Le nombre de cachets d’ecstasy saisis a aussi beaucoup augmenté. Comment l’expliquer ?
C’est très fluctuant. En 2020, on était à quasiment 70.000 cachets découverts. On est passé à 11.000 cachets en 2021, 7.000 en 2022, 4.000 en 2023. Et en 2024, 2 millions. Cette augmentation est due à une affaire en particulier réalisée par la SR de Grenoble, qui a mis la main sur 500 kg de cachets.
Le cannabis, avec 7,8 tonnes saisies en 2024, reste la principale drogue consommée en zone gendarmerie…
Maintenant, on peut trouver de tout partout. Le cannabis est la drogue la plus « ancienne » présente dans les zones rurales. On observe parfois dans les rues des gens complètement décomplexés qui vont fumer leur joint à la vue de tous. On en trouve beaucoup dans les campagnes parce que certains vont la cultiver pour eux-mêmes. Mais nous découvrons aussi de plus en plus des cultures indoor qui servent à alimenter de petits trafics. Ce sont des gens qui vont en vendre un peu pour rembourser leur propre consommation.

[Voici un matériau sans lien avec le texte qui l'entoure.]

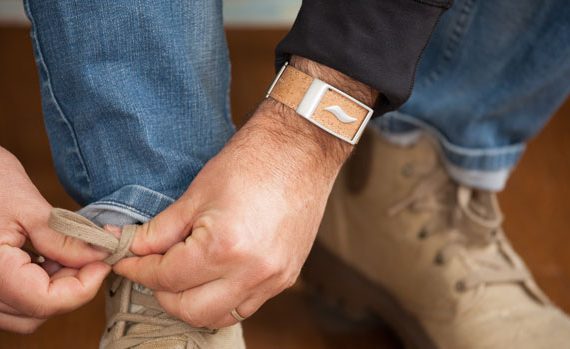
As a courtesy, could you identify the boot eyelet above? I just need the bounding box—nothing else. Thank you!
[418,229,428,240]
[401,163,415,177]
[433,253,445,266]
[455,280,467,292]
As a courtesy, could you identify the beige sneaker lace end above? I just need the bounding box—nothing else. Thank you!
[48,208,216,349]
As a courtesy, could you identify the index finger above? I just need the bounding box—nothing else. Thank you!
[0,245,110,318]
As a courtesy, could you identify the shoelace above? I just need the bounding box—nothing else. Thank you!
[388,168,549,304]
[48,208,216,349]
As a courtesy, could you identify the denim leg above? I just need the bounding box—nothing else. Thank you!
[25,0,234,220]
[377,0,570,190]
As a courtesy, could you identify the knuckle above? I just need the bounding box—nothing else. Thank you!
[208,230,249,261]
[179,295,207,328]
[255,256,284,279]
[16,320,43,334]
[28,302,56,319]
[182,309,206,328]
[156,273,180,292]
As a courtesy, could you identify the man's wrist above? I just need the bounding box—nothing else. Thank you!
[226,56,378,180]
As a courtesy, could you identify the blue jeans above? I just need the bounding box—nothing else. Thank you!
[25,0,230,221]
[376,0,570,190]
[25,0,570,224]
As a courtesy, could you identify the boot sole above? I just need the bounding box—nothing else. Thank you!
[302,241,437,349]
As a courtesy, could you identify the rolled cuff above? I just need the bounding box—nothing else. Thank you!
[276,0,451,115]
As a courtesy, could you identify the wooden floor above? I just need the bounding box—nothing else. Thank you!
[0,28,570,349]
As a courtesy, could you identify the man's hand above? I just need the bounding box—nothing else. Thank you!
[0,147,110,333]
[115,58,375,328]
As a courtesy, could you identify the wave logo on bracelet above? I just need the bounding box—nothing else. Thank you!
[324,105,358,124]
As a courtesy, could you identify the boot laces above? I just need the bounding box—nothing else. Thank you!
[48,208,216,349]
[388,167,549,304]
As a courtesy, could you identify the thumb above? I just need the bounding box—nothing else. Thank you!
[25,204,108,268]
[131,197,196,256]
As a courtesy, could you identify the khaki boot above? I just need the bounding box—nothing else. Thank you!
[304,130,570,349]
[49,209,245,349]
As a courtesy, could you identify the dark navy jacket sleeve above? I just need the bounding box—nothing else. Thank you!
[276,0,452,115]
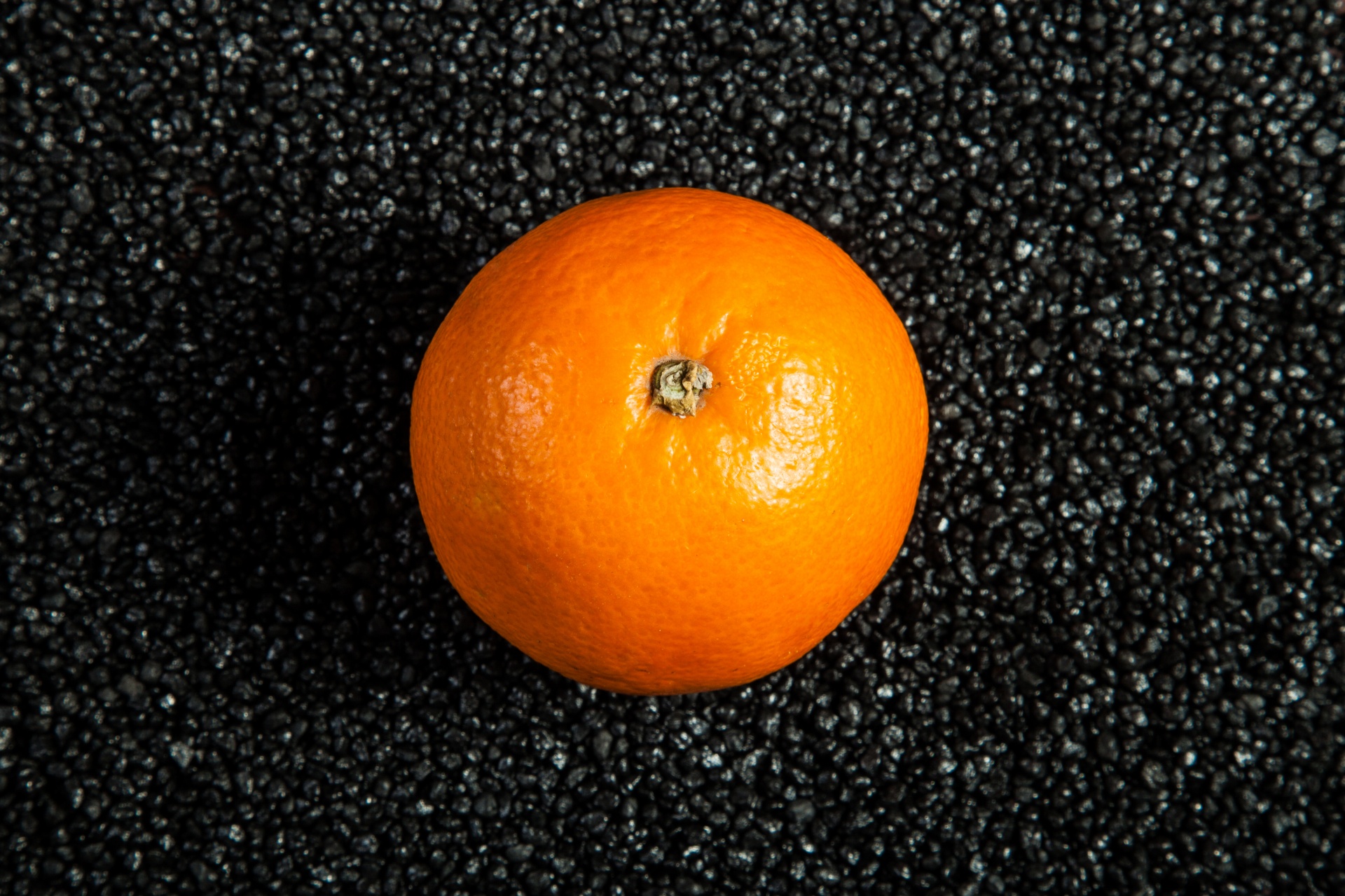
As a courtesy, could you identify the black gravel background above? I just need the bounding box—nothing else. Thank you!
[0,0,1345,895]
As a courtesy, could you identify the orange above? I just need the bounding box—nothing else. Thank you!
[411,188,928,694]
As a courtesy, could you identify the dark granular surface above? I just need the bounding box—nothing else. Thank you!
[0,0,1345,895]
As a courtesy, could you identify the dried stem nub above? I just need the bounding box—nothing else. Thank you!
[649,361,715,417]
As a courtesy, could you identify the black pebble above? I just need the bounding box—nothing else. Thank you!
[0,0,1345,896]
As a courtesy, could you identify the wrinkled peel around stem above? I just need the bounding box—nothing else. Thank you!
[649,361,715,417]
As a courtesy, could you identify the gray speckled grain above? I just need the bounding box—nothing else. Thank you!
[0,0,1345,895]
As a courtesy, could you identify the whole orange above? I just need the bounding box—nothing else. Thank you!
[411,188,928,694]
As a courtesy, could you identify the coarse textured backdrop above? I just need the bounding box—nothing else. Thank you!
[0,0,1345,895]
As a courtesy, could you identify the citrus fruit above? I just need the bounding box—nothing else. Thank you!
[411,188,928,694]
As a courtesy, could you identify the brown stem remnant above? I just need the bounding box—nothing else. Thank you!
[649,361,715,417]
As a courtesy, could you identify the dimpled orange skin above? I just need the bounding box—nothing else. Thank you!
[411,188,928,694]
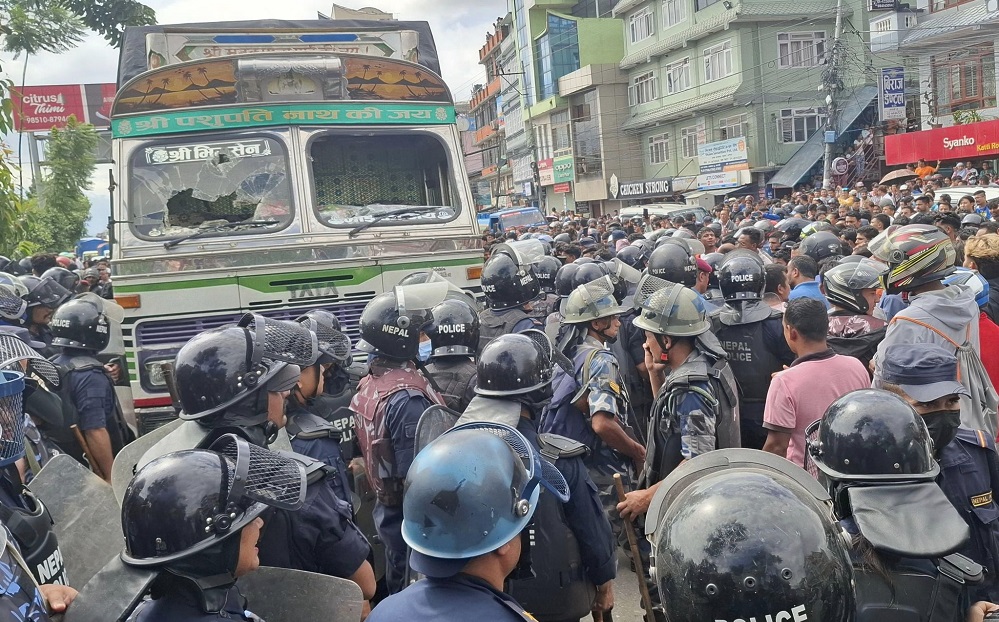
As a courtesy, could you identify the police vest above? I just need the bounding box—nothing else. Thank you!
[503,434,596,622]
[424,356,475,413]
[350,362,444,506]
[717,319,782,402]
[479,307,533,352]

A côté de ça, il y a des trafics beaucoup plus organisés, avec des hangars équipés qui contiennent des centaines de pieds de cannabis. On trouve dans les zones rurales ce type de bâtiments isolés. Ils servent aussi de hub, de zone de stockage à partir duquel le trafic s’organise. C’est une manière pour les trafiquants d’être moins visibles. Pour les forces de l’ordre, c’est aussi plus difficile de surveiller ces endroits.
Comment la gendarmerie fait-elle face ?
Il y a déjà un volet prévention très important. Il est nécessaire au plus tôt d’informer les jeunes, notamment au collège, des risques pris lorsqu’on consomme ou trafique ces produits, tant pour la santé qu’au plan pénal. L’objectif est de retarder le plus possible la première consommation.
A côté, nous accentuons notre présence déjà importante sur la voie publique. Nous déployons et orientons des patrouilles en fonction des renseignements obtenus. Enfin, nous menons des enquêtes pour identifier les réseaux, comprendre leurs pratiques. Cela nous permet de mieux lutter en nous adaptant à leur mode d’action. Les gendarmes réalisent des surveillances physiques et des investigations financières. Mais nous enquêtons aussi dans le monde numérique avec 10.000 enquêteurs formés. L’objectif est de parvenir à remonter jusqu’à la tête du réseau.